Les massissis à la viande salée

...variante du chou à la viande salée
Ce plat ne fera sûrement pas monter en flèche la fréquentation de la Sweet Kwisine et c'est bien dommage.
Mais je comprends, il est particulier. Tout d'abord, il est fait à base de viande salée qui n'est pas un met facile. Il faut apprendre à l'apprécier et c'est plus facile quand on en mange depuis l'enfance. On se laisse moins rebuter par l'idée de manger des abats.
D'ailleurs, même en Martinique où on en met dans la plupart des soupes et des légumes secs beaucoup de gens n'en consomment pas.

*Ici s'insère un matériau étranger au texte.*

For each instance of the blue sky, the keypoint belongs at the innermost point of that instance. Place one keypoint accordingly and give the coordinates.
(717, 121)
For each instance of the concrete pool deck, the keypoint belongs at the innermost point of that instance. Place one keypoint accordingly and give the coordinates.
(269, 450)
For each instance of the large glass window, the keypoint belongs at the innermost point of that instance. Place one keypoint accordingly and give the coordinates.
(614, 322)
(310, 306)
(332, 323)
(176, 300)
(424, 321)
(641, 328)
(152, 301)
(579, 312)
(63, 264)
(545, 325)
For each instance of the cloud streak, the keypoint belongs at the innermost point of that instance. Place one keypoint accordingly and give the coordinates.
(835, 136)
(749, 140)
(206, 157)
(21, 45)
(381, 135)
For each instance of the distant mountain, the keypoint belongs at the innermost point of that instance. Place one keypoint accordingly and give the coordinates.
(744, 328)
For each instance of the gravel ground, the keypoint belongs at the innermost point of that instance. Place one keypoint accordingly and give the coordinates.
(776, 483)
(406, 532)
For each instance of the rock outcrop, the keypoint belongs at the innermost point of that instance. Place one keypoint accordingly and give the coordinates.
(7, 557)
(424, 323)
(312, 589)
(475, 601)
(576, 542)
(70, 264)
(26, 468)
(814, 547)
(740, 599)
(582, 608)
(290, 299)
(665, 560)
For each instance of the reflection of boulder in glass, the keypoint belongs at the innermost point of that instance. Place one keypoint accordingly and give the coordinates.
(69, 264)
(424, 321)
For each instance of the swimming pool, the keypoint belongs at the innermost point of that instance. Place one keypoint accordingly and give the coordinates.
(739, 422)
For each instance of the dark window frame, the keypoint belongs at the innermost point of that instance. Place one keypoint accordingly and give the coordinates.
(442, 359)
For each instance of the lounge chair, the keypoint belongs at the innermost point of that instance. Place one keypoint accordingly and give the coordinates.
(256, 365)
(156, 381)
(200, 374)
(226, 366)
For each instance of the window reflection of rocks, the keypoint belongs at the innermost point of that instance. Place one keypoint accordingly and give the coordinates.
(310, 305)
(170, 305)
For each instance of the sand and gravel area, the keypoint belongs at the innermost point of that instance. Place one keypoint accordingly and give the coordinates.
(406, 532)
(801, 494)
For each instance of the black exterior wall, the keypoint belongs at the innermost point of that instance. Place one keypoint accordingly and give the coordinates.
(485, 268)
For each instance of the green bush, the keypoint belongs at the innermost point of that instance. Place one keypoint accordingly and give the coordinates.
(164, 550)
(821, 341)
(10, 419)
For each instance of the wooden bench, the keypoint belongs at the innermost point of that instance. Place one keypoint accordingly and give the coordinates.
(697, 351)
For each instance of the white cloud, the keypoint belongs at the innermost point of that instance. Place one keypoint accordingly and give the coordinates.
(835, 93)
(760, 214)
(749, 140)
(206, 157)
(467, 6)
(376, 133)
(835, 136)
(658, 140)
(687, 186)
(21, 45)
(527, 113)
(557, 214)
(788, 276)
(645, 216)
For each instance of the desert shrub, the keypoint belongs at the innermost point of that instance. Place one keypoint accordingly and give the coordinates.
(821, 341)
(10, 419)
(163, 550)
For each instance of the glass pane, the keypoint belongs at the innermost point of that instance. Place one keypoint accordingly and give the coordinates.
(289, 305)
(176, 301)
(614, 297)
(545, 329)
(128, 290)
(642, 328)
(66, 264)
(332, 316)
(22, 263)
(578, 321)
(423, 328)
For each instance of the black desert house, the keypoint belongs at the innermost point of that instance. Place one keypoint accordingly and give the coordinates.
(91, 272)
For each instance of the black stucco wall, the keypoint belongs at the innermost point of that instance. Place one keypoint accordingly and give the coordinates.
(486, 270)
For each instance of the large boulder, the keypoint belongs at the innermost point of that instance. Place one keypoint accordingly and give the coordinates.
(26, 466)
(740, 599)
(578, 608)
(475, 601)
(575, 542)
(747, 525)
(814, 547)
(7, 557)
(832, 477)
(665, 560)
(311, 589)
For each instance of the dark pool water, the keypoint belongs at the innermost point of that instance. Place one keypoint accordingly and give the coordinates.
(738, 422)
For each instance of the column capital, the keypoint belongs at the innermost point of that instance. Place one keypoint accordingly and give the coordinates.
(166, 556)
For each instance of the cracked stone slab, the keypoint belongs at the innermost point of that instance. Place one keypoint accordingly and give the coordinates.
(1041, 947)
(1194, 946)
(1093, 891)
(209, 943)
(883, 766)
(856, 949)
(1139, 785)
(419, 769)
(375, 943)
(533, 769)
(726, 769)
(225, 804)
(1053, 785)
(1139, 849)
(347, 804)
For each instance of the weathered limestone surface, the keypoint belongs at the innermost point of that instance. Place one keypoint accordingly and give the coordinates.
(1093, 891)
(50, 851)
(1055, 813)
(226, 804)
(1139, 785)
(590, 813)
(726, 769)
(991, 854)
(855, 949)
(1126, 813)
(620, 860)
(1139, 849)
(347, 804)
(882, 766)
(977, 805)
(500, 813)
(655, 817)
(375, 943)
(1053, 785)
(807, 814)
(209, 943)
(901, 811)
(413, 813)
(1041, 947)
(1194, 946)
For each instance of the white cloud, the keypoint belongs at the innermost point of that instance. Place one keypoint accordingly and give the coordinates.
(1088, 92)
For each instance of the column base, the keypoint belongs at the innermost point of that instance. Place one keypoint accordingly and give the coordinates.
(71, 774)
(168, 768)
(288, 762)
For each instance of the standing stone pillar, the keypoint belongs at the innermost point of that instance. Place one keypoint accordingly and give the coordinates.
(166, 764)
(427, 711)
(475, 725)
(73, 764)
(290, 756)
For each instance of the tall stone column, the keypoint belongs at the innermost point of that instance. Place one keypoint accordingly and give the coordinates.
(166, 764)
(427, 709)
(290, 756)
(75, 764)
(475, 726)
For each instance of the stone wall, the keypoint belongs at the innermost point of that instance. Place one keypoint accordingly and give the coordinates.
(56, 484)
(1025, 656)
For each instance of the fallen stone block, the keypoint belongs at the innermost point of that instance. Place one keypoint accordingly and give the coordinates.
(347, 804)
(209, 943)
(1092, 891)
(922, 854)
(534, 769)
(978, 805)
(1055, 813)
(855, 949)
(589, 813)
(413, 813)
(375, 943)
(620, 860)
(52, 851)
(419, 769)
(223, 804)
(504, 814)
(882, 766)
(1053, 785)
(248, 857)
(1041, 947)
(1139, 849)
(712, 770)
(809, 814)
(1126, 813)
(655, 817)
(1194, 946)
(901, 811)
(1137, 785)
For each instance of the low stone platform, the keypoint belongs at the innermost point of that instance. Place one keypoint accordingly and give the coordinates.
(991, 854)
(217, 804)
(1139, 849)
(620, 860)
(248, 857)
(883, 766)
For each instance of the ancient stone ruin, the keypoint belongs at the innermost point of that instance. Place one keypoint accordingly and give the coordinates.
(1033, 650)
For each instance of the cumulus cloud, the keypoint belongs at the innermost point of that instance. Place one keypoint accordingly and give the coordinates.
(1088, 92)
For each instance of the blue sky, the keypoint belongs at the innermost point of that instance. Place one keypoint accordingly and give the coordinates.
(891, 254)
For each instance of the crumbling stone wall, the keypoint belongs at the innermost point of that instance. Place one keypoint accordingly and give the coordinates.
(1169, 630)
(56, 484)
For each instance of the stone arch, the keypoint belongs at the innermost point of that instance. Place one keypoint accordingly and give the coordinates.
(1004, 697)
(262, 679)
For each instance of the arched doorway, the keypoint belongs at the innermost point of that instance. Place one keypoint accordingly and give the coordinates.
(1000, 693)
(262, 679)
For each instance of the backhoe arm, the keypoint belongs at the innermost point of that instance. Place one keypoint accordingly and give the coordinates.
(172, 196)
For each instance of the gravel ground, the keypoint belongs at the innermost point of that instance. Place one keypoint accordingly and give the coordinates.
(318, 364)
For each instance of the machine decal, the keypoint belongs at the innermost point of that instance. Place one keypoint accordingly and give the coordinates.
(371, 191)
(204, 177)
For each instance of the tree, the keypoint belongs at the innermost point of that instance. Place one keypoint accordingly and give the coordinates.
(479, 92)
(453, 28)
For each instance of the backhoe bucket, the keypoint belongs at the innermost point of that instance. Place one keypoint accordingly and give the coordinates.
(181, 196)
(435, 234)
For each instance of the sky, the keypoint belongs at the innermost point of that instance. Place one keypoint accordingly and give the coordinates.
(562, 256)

Enfin, si en général elle est faite avec du chou, elle est préparée ici avec des massissis, ou ti concombres en Guadeloupe. C'est un légume assez rare qu'on consomme dans ma famille. Depuis qu'on le trouve dans certains hypermarchés, il a des chances d'être plus souvent dans les assiettes. Tu ne le trouveras pas à mon avis en dehors des Antilles, mais comme je te le disais,  cette recette se fait exactement de la même façon avec du chou blanc (appelé chou pommé ici). 
A bien y réfléchir, cette recette est un peu une version martiniquaise de la potée au chou. La viande salée est cuite en bouillon avec les massissis ou le chou puis servie avec du dachine (taro) ou encore des tinains (bananes vertes). Le plat est arrosé au moment de servir d'une sauce chien bien relevée. 
Tout y est, la saveur de la viande, les aromates, le dachine bien ferme et les légumes  verts. C'est un plat nourrissant mais qui est très équilibré contrairement aux apparences. Il est tout simplement délicieux.
C'est ma recette traditionnelle rustique préférée. Quand ma grand-mère en fait, il n'y en a jamais assez. Un peu difficile à croire pour un non initié mais absolument vrai.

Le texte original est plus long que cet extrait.